Shortcuts

lightrft.models.monkey_patch.llama

This module implements a modified version of the LLaMA attention mechanism with support for Ulysses sequence parallelism. It adapts the original transformers implementation to work with sequence parallelism for improved performance on distributed systems.

lightrft.models.monkey_patch.llama.llama_attn_forward(self, hidden_states: torch.Tensor, position_embeddings: Tuple[torch.Tensor, torch.Tensor], attention_mask: torch.Tensor | None, past_key_value: transformers.cache_utils.Cache | None = None, cache_position: torch.LongTensor | None = None, **kwargs) Tuple[torch.Tensor, torch.Tensor | None][source]

Modified LLaMA attention forward pass with Ulysses sequence parallelism support.

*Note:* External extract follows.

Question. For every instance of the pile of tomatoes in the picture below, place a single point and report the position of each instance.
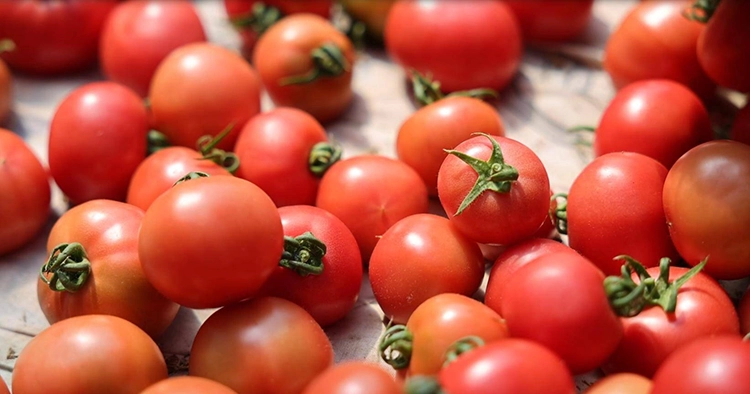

This function implements the attention mechanism for LLaMA models with added support for sequence parallelism. It handles the projection of input states to query/key/value, applies rotary position embeddings, and performs the attention computation.

Parameters:
  • self (LlamaAttention) – The attention module instance

  • hidden_states (torch.Tensor) – Input tensor to compute attention on

  • position_embeddings (Tuple[torch.Tensor, torch.Tensor]) – Tuple of (cos, sin) tensors for rotary position embeddings

  • attention_mask (Optional[torch.Tensor]) – Optional mask to prevent attention to certain positions

  • past_key_value (Optional[Cache]) – Optional cached key and value tensors for incremental decoding

  • cache_position (Optional[torch.LongTensor]) – Optional tensor indicating positions in the cache

  • kwargs (dict) – Additional keyword arguments passed to the attention implementation

Returns:

Tuple containing: - attention output tensor - attention weights (optional)

Return type:

Tuple[torch.Tensor, Optional[torch.Tensor]]

Raises:

Warning – When using SDPA with output_attentions=True

Note

Adapted from transformers 4.49.0 to support Ulysses sequence parallelism for transformers >= 4.48.0.

This function has been tested only on transformers versions between 4.48.0 and 4.49.0.